SafetyPrompts: a Systematic Review of Open Datasets for Evaluating and Improving Large Language Model Safety

2404.05399

YC

0

Reddit

0

Published 4/9/2024 by Paul Rottger, Fabio Pernisi, Bertie Vidgen, Dirk Hovy
SafetyPrompts: a Systematic Review of Open Datasets for Evaluating and Improving Large Language Model Safety

Abstract

The last two years have seen a rapid growth in concerns around the safety of large language models (LLMs). Researchers and practitioners have met these concerns by introducing an abundance of new datasets for evaluating and improving LLM safety. However, much of this work has happened in parallel, and with very different goals in mind, ranging from the mitigation of near-term risks around bias and toxic content generation to the assessment of longer-term catastrophic risk potential. This makes it difficult for researchers and practitioners to find the most relevant datasets for a given use case, and to identify gaps in dataset coverage that future work may fill. To remedy these issues, we conduct a first systematic review of open datasets for evaluating and improving LLM safety. We review 102 datasets, which we identified through an iterative and community-driven process over the course of several months.
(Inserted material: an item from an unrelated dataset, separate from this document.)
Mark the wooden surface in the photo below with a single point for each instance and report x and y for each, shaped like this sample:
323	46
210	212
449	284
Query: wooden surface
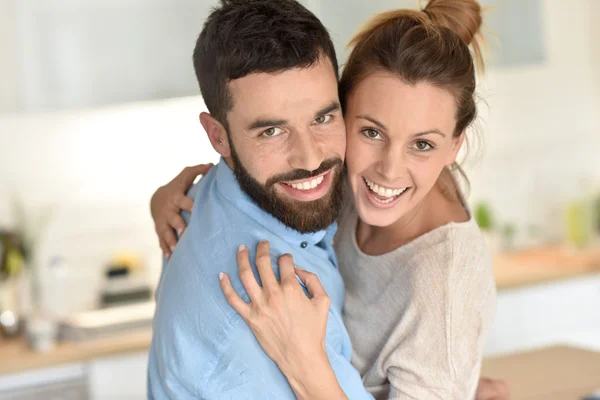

We highlight patterns and trends, such as a a trend towards fully synthetic datasets, as well as gaps in dataset coverage, such as a clear lack of non-English datasets. We also examine how LLM safety datasets are used in practice -- in LLM release publications and popular LLM benchmarks -- finding that current evaluation practices are highly idiosyncratic and make use of only a small fraction of available datasets. Our contributions are based on SafetyPrompts.com, a living catalogue of open datasets for LLM safety, which we commit to updating continuously as the field of LLM safety develops.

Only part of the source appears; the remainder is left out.